Partiendo de todo ello, en primer lugar aborda la sentencia recurrida el examen de si concurre causa para extinguir el contrato de trabajo amparada en el artículo 50.1 a) del ET porque se hayan producido modificaciones sustanciales de las condiciones de trabajo sin respetar lo establecido en el artículo 41 y que redunden en menoscabo de la dignidad del trabajador, lo que concluye no concurre en el caso de autos por razones que la Sala ha de compartir, pues constando que, efectivamente, existió una modificación de las tareas encomendadas a la actora, la prueba valorada por la Juzgadora conduce a afirmar que ese cambio obedeció a un acuerdo entre la propia trabajadora y el empresario y 'de ahí que no fuese preciso acudir al procedimiento establecido en el artículo 41 del Estatuto de los trabajadores. Además, si tenemos en cuenta que ese cambio se produjo hace más de seis años, es evidente que tampoco tendría acción para impugnar en este momento ese cambio. Pero, que además ese cambio fue admitido por la trabajadora se desprende del hecho de que la reclamación que realiza al empresario no sea para que se le reponga en su categoría de repartidor, sino que la demanda que presentó en materia de clasificación profesional es para que se le reconozca la categoría de personal de producción, ella solicita oficial mientras que la empresa mantiene que es ayudante, pero sin impugnar en ningún momento las tareas realizadas' (fundamento de derecho segundo).

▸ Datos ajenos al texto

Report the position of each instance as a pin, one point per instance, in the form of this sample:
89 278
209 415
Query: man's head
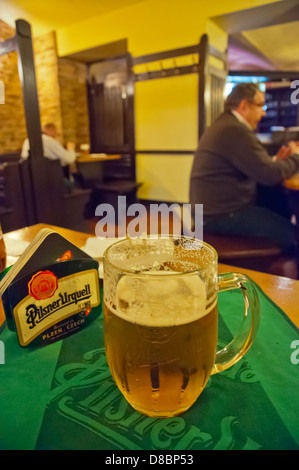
249 101
50 130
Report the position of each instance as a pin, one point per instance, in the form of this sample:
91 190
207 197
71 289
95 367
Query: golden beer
161 341
161 320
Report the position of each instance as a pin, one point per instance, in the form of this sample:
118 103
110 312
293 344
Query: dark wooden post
202 83
36 184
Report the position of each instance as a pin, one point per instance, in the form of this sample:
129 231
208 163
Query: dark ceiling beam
285 11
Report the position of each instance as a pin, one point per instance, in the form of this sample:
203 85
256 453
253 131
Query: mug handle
236 349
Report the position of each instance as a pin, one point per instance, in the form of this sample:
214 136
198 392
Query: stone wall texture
62 95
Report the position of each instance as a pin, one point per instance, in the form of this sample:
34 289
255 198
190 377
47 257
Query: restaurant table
91 166
62 396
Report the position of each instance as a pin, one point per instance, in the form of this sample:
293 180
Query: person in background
52 148
228 165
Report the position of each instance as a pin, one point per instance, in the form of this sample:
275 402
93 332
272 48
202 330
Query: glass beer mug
161 321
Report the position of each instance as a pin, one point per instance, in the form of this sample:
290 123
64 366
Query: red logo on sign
43 285
67 255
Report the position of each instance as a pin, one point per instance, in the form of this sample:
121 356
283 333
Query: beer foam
155 300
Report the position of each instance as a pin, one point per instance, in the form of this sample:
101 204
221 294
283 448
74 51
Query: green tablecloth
62 396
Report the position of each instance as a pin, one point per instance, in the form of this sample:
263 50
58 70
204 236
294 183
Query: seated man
228 165
52 148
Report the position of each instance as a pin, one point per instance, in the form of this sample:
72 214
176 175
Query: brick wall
12 116
61 85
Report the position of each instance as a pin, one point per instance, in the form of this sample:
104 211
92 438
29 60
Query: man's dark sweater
228 164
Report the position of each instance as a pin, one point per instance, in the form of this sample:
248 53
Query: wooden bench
255 253
69 203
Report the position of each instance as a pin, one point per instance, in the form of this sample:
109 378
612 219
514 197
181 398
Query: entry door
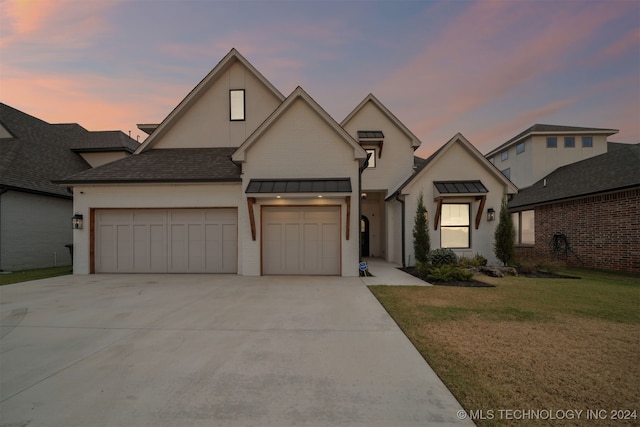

En segundo lugar y en relación a si concurre causa para extinguir el contrato de trabajo amparada en el artículo 50.1 c) del ET ' por el acoso de que viene siendo objeto, que, según señala en la demanda, determinó el inicio de un proceso de incapacidad temporal el día 18 de agosto de 2020, consecuencia de una crisis de ansiedad, ante el trato que recibía de su superior jerárquico', se analizan la sentencia recurrida 'cuáles son las actuaciones del empresario que, según constan en el hecho sexto de la demanda, afectan a la dignidad, honor y la propia imagen personal y profesional de la trabajadora' para concluir -anticipamos ya- que 'en el caso de autos, el examen de la prueba realizada en el plenario, impide estimar que el comportamiento del empresario sea susceptible de encuadrarse en el concepto de acoso laboral, pues siendo cierta la existencia de un conflicto laboral, pues al menos existe un incidente reconocido por el propio empresario en el que vierte expresiones vejatorias y que podrían suponer una falta de respeto a una subordinada, no se cumplen los requisitos para constituir un acoso laboral, pues no existe ese hostigamiento continuado de la demandante con la intención de que abandone su trabajo, como un plan preconcebido por el empresario'.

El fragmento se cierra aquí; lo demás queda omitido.